POLICY:         All infants who present to the center with hyperbilirubinemia will be properly assessed to rule out the need for follow up and or referral to pediatric care.

DEFINITION: Hyperbilirubinemia is one of the most common problems encountered in term newborns that are otherwise healthy. Neonatal hyperbilirubinemia is defined as a total serum bilirubin level above 5 mg per dL.  Up to 60% of term newborns will present with clinincal jaundice, few have underlying disease.  However, few babies with jaundice in the newborn period can have severe illnesses such as hemolytic disease, metabolic and/or endocrine disorders, liver disorders, and infections.

                     Most commonly, neonatal jaundice is considered to be physiologic. Physiologic jaundice in healthy term newborns follows a typical pattern.  The total serum bilirubin level usually peaks at 5-6 mg per dL on the third or fourth day of life, then declines over the first week after birth. Higher levels of total unconjugated bilirubin may occur and are defined as early-onset exaggerated physiologic jaundice, and the level may be as high as 12 mg per dL to 17mg per dL.

                     Breast milk jaundice may occur as well, although not as commonly.  Breast-fed infants may be at increased risk for early onset jaundice because of caloric deprivation in the first few days of life before maternal milk comes in.  Due to decreased volume of milk and frequency of feeds may result in mild dehydration and slow passage of meconium.  Compared with formula fed babies, breast-fed babies are 3-6 times more likely to develop moderate jaundice (total bilirubin level above 12 mg per dL), or severe jaundice (total serum bilirubin level above 15 mg per dL).

                     Jaundice is considered pathologic if it presents within the first 24 hours after birth, the total serum bilirubin level rises by more than 5mg per dL per day or is higher than 17 mg per dL, or an infant has signs or symptoms suggestive of illness.

Risk Factors for Jaundice in Newborns:

        Maternal Factors                              

·         Blood type ABO or Rh                         

incompatibility

·         Breastfeeding

·         Drugs (oxytocin)

·         Ethnicity (Asian, Native American)

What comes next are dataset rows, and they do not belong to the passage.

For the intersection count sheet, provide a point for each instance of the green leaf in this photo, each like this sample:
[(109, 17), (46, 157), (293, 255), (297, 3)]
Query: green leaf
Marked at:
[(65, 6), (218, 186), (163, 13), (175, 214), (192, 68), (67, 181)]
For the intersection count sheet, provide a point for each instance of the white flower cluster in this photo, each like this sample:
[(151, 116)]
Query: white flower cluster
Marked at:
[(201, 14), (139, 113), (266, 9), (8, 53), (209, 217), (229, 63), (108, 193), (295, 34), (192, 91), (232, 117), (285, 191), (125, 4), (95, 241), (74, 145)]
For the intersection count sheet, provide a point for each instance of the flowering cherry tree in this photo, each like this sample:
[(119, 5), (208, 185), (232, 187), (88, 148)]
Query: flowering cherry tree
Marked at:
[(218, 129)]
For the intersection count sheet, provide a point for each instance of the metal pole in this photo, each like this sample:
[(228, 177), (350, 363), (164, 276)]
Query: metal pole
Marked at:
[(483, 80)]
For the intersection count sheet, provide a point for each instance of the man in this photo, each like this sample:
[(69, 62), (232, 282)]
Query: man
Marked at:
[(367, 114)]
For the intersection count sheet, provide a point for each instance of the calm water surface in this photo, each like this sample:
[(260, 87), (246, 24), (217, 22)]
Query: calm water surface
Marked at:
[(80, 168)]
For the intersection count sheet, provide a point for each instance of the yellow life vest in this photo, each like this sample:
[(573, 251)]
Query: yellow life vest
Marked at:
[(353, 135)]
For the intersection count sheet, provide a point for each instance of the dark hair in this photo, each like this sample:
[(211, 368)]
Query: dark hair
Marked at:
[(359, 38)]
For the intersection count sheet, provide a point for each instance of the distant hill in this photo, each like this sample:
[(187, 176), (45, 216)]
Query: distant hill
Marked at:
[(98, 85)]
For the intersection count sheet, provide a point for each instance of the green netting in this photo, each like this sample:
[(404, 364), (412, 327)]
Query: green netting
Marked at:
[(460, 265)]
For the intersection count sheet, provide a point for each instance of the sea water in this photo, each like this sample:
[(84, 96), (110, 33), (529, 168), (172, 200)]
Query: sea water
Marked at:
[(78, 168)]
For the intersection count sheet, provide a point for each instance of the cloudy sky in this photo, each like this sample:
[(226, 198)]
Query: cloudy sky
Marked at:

·         Maternal illness

·         Gestational diabetes

Neonatal Factors

·          Birth Trauma, bruising

·         Excessive weight loss after birth

·         Infections (TORCH)

·         Infrequent feedings, trouble breastfeeding

·         Male gender

·         Polycythemia

·         Prematurity

·         Previous sibling with jaundice

PROCEDURE: 1.  Physical Examination

1.   Examine infant in well lit area ie: infant warmer under light source. Infants will be examined for jaundice immediately following birth and at the 48 hour visit.

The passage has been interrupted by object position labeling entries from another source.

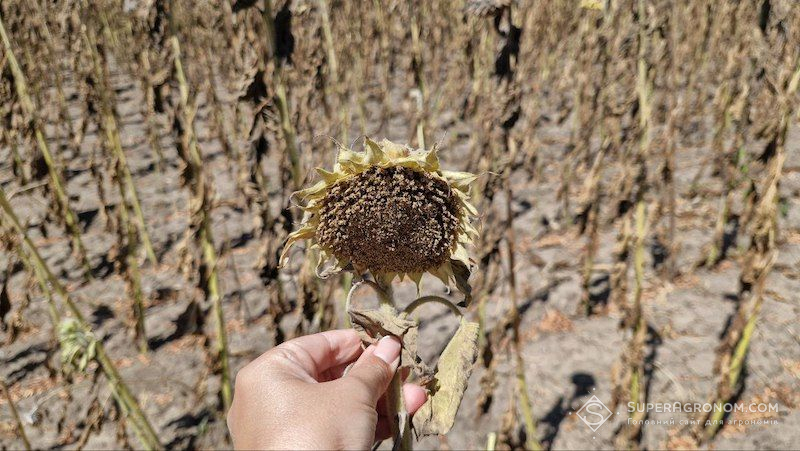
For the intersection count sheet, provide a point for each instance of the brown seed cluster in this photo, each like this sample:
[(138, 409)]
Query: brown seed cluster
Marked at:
[(391, 219)]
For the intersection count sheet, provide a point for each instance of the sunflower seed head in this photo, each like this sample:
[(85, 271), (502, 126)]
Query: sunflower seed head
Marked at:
[(392, 219)]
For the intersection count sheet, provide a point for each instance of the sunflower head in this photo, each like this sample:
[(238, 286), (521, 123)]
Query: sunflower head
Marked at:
[(391, 211)]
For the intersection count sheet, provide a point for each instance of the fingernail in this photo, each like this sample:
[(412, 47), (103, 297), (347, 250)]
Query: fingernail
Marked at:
[(388, 349)]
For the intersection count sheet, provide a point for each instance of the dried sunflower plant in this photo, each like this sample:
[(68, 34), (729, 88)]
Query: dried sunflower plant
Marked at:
[(384, 214)]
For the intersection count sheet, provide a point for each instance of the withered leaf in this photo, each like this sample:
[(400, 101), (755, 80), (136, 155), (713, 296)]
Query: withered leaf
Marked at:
[(373, 324), (438, 413)]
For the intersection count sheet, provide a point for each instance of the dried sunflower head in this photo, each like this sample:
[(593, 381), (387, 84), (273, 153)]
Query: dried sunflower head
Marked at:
[(391, 211)]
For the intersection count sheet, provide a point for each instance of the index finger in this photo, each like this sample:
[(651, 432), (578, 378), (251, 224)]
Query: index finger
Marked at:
[(309, 356)]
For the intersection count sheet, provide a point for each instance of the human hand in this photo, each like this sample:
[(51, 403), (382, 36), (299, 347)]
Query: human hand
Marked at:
[(296, 395)]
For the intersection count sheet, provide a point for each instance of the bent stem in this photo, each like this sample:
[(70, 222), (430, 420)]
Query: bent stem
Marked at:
[(399, 420)]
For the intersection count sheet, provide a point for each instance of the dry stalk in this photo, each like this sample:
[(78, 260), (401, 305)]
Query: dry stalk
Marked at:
[(128, 402), (201, 205), (56, 180)]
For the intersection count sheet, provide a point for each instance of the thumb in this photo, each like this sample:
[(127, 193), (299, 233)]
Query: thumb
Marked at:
[(373, 371)]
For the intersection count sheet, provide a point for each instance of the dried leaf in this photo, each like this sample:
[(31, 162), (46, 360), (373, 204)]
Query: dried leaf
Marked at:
[(438, 413), (373, 324)]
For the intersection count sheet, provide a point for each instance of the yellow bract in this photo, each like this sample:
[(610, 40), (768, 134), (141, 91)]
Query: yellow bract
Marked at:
[(386, 154)]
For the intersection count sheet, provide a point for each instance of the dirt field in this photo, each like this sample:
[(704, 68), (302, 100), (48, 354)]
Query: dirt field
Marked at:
[(568, 355)]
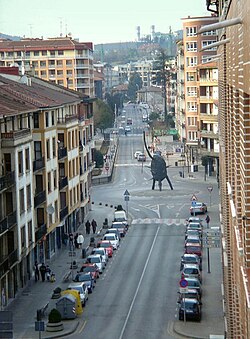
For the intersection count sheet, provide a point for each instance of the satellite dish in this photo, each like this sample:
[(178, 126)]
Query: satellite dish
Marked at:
[(50, 209)]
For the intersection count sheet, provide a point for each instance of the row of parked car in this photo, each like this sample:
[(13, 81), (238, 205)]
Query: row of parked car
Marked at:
[(94, 265), (189, 302)]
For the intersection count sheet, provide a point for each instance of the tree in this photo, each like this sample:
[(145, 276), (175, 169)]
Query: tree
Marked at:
[(135, 83), (103, 115)]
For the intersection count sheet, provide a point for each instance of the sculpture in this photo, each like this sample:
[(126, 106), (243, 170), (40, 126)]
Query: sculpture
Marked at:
[(158, 167)]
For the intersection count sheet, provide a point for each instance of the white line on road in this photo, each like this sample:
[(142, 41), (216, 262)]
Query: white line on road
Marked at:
[(139, 284)]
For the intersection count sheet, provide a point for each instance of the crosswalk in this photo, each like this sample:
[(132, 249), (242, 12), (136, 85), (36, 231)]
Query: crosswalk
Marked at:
[(168, 222)]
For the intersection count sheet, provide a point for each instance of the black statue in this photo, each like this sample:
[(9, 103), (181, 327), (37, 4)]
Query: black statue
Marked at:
[(158, 167)]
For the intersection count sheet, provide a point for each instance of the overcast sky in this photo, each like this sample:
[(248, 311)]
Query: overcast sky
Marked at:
[(96, 21)]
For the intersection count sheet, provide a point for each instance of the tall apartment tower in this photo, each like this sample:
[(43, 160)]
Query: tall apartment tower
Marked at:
[(63, 61), (234, 108), (193, 44)]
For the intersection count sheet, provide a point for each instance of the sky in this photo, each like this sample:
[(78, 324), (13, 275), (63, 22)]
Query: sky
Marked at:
[(98, 22)]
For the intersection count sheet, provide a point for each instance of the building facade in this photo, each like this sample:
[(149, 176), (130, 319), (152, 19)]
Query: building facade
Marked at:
[(63, 61), (46, 155)]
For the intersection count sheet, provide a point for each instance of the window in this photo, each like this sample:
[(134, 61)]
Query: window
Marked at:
[(191, 46), (191, 61), (20, 163), (48, 148), (28, 193), (27, 159), (191, 31), (21, 201)]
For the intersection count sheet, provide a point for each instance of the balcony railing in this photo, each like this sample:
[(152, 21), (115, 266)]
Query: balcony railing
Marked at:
[(63, 213), (38, 164), (8, 222), (7, 180), (62, 153), (63, 183), (41, 232), (39, 198), (6, 261)]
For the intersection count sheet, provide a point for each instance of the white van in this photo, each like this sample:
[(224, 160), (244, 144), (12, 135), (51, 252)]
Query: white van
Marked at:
[(82, 288)]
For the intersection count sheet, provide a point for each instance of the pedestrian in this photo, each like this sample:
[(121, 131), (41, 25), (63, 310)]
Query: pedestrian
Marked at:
[(36, 269), (48, 272), (80, 240), (43, 271), (207, 220), (87, 226), (94, 225)]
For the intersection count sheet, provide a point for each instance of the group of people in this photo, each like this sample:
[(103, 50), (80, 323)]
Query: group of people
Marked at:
[(44, 271)]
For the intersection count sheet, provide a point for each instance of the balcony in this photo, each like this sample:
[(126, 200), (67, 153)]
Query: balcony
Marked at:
[(8, 222), (39, 198), (62, 153), (7, 261), (63, 213), (41, 232), (16, 138), (7, 181), (38, 164), (63, 182)]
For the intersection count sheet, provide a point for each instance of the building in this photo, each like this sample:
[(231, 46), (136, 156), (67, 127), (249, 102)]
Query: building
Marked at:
[(46, 156), (194, 55), (63, 61), (234, 134)]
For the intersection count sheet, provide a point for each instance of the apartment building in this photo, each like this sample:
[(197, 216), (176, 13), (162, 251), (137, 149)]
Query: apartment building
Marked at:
[(63, 61), (234, 93), (46, 155), (194, 55)]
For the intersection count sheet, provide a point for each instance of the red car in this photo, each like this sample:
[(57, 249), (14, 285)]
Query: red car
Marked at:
[(107, 245), (91, 268), (191, 248)]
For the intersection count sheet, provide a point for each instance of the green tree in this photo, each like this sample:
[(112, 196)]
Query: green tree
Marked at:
[(135, 83), (103, 115)]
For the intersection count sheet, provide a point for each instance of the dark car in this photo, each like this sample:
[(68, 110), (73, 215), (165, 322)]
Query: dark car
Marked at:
[(189, 309), (87, 279)]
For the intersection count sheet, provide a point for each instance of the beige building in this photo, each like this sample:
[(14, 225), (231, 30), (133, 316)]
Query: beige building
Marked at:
[(63, 61), (46, 156)]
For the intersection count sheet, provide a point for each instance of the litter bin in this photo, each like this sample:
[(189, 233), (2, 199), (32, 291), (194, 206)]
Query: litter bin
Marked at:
[(84, 253)]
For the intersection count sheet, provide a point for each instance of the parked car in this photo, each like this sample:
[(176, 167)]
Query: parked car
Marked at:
[(191, 270), (113, 239), (190, 259), (82, 288), (198, 208), (102, 252), (191, 308), (121, 227), (107, 245), (96, 259), (87, 279), (194, 283), (141, 157), (90, 268)]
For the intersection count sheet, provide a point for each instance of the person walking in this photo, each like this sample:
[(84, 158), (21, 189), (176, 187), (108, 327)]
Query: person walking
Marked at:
[(207, 220), (94, 225), (43, 271), (36, 269), (87, 226)]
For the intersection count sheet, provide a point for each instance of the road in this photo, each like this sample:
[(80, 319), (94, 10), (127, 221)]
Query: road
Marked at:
[(136, 295)]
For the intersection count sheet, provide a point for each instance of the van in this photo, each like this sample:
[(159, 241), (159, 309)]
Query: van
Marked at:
[(82, 288)]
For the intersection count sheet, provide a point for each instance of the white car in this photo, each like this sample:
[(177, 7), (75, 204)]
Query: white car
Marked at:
[(113, 239)]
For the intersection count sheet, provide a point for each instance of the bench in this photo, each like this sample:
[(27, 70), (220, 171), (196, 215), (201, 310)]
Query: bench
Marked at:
[(66, 276)]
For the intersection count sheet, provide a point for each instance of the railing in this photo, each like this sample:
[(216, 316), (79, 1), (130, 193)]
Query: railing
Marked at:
[(7, 180), (39, 198), (41, 232), (63, 183), (63, 213), (62, 152), (38, 164)]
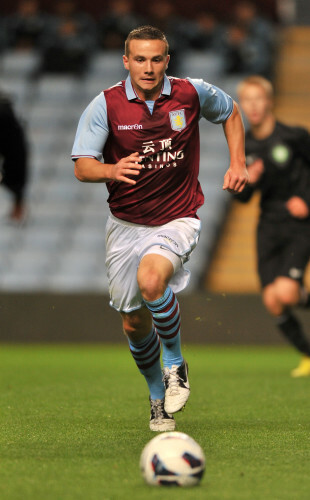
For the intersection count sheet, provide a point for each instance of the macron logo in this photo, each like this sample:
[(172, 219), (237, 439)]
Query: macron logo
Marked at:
[(135, 126)]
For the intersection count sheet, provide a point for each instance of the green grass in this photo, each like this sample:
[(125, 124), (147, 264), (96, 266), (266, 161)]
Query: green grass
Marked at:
[(74, 419)]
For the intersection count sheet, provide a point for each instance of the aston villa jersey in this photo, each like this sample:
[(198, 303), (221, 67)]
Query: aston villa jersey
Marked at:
[(166, 135)]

2.   Blanch skin with digital pressure to reveal color of skin and subcutaneous tissue (jaundice is not noticeable at a total serum bilirubin level below 4 mg per dL)

3.   Increasing serum bilirubin levels are accompanied by the progression of jaundice from the face to the trunk and extremities, and finally to soles of feet.

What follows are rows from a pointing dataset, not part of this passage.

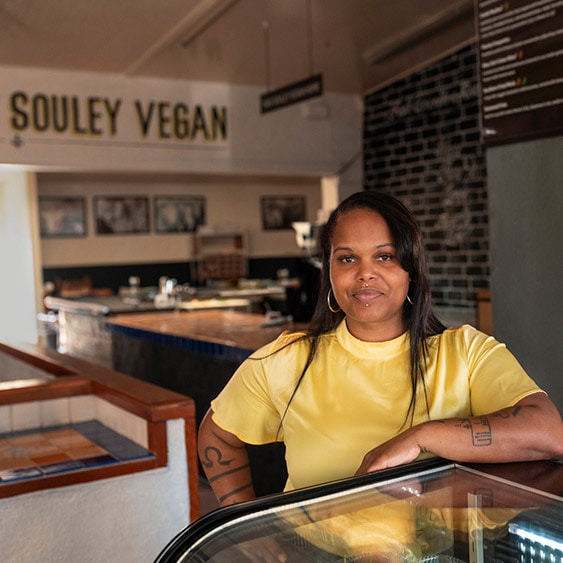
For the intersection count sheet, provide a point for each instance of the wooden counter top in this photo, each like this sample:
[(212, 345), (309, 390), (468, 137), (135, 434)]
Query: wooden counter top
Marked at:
[(232, 329)]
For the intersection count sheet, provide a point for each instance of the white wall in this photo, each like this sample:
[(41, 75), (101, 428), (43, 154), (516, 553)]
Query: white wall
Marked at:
[(312, 139), (71, 524), (289, 141), (20, 256), (526, 209)]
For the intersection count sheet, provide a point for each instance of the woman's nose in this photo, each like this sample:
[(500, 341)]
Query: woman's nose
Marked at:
[(366, 273)]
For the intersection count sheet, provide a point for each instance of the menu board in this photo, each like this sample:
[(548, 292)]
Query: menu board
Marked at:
[(521, 69)]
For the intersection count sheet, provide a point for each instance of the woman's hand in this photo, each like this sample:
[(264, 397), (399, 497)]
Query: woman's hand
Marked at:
[(530, 430), (401, 449)]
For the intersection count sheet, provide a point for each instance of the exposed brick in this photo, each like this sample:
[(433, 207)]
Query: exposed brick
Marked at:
[(422, 143)]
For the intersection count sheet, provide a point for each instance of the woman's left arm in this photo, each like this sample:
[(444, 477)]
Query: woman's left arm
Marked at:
[(530, 430)]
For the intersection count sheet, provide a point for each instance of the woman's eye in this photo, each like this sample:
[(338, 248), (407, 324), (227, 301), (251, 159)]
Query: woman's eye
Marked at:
[(385, 257)]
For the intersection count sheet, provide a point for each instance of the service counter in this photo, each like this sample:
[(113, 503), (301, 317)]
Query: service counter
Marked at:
[(190, 351), (195, 353), (94, 464)]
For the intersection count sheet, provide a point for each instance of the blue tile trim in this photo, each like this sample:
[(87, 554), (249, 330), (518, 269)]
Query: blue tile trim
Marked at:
[(204, 347)]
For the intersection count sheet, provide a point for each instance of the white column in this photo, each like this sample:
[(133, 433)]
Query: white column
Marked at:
[(20, 255)]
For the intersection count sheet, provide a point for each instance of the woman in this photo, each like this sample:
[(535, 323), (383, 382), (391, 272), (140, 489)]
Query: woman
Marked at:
[(378, 380)]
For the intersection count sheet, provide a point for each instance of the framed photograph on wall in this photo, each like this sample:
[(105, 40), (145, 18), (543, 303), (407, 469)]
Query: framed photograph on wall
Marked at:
[(278, 212), (178, 214), (121, 215), (62, 217)]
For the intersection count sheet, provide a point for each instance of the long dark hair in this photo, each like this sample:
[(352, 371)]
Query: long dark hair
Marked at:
[(418, 317)]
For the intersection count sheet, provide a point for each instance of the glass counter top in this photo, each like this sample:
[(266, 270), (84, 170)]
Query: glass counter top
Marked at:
[(428, 511)]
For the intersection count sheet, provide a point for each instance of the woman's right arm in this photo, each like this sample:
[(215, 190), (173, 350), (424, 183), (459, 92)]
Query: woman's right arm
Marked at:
[(225, 461)]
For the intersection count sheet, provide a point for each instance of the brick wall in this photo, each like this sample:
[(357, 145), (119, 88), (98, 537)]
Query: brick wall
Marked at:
[(422, 144)]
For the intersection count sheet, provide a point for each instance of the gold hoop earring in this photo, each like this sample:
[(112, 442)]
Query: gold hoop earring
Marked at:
[(328, 302)]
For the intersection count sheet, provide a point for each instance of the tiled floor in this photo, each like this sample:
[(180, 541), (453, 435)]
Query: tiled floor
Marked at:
[(35, 453)]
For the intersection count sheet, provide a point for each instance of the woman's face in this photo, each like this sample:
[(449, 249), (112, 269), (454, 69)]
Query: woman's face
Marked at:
[(368, 282)]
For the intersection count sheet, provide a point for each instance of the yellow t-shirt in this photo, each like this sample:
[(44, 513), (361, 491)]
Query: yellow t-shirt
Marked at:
[(355, 395)]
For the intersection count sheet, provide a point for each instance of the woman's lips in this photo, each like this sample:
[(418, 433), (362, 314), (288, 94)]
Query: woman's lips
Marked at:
[(365, 295)]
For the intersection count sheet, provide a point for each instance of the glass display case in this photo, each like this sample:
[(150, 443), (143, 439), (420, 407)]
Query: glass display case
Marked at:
[(428, 511)]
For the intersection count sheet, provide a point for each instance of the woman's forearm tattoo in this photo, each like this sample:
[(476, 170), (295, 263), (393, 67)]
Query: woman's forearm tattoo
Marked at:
[(480, 428)]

4.   Total serum bilirubin levels can be estimated reliably if the jaundice is above the nipple line only.  It can be estimated by the degree of caudal extension. As jaundice extends below the middle of the chest, correlation between physical signs and measured bilirubin levels becomes unreliable.

5.   Total serum bilirubin levels can be estimated clinically by the degree of caudal extension, although that may be unreliable. Face, 5mg per dL; upper chest, 10 mg per dL; abdomen, 12 mg per dL; palms and soles, greater than 15 mg per dL.  

6.   Infant should be assessed for: pallor, petechiae, bleeding, bruising, abdominal swelling, weight loss, and evidence of dehydration.

7.   Consider possible risk factors for pathologic jaundice.

2. Laboratory Evaluation

1.   Any infant with jaundice that extends beyond the upper chest/ nipple line may have a pediatric bilirubin panel drawn and submitted to lab, with a STAT request.

2.   The nomogram for hyperbilirubinemia in neonates will be used to classify the total serum bilirubin result as: low, intermediate, or high.  (Bhutani VK, et al, 1999)

3.    Any infant with a total serum bilirubin level that falls in the High-Intermediate Risk Zone at any point, they will be referred to their pediatrician for evaluation and follow-up care.

·         At 48 hour visit, the total serum bilirubin should be below 11 mg per dL.

·         If a higher result is noted, the infant will be referred to the pediatrician immediately.